We cannot help but be struck by the incongruity of allowing an alleged wrongdoer to not be held accountable to an injured party -- particularly a minor such as Jones -- if at fault. We conclude that the interests of effective judicial administration would be appropriately served by allowing Herrera to substitute for Wachovia pursuant to Rule 4:34-3 as the plaintiff rather than requiring Wachovia to file a separate motion in aid of litigant's rights against defendants in the personal injury action. See Marshall v. Raritan Valley Disposal, 398 N.J. Super. 168, 176-79 (App. Div.), certif. denied, 196 N.J. 592 (2008). Although such a motion by Wachovia, as assignee of the Jones order, in the personal injury action pursuant to Rule 1:10-3 would not suffer the same standing defect as here, we do not dictate one course of action or another.
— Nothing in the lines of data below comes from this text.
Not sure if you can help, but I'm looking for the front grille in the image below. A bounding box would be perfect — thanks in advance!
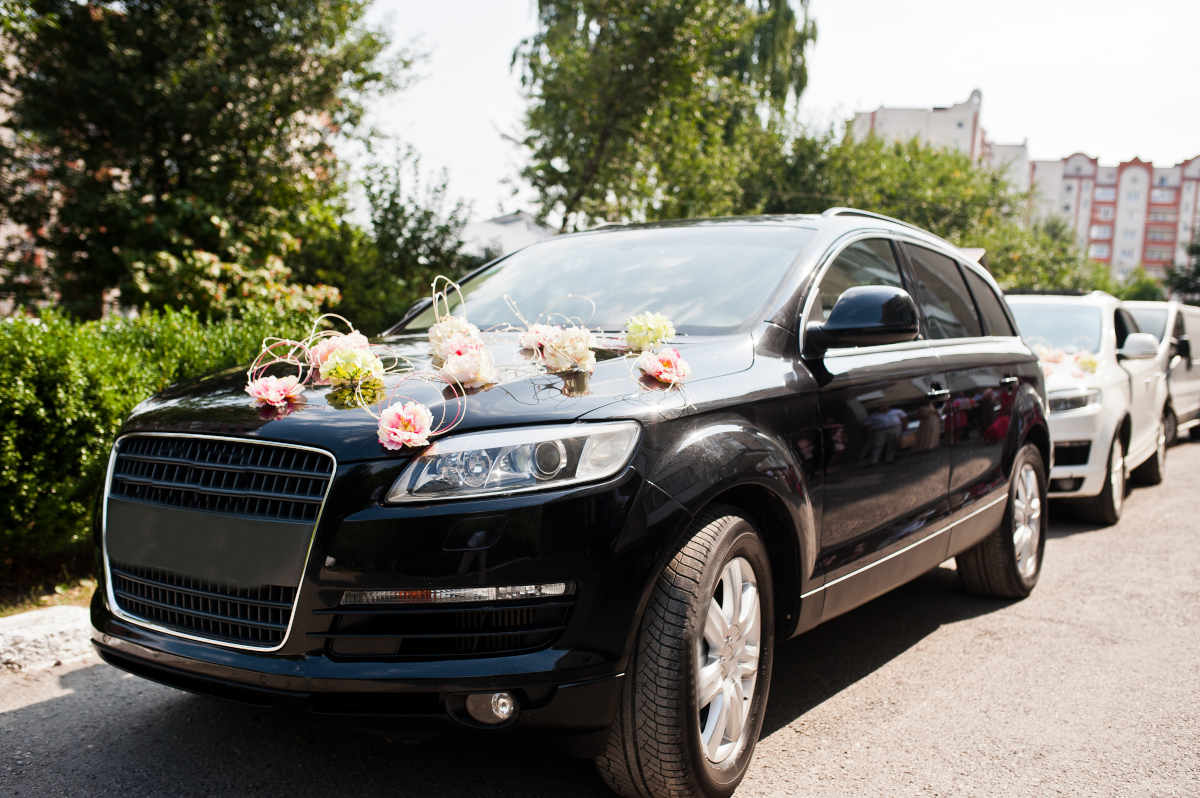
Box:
[315,599,574,660]
[111,436,333,522]
[111,562,296,647]
[1054,441,1092,467]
Accordingly, we remand the case to the Law Division to enable Herrera to substitute for Wachovia as plaintiff. If Herrera elects, for whatever reason, not to pursue the claims against defendants in her own name within sixty days of the issuance of this opinion, Wachovia's complaint should be dismissed for lack of standing.

The judgment dismissing the complaint is provisionally affirmed, and the case is remanded for further proceedings in conformity with this opinion.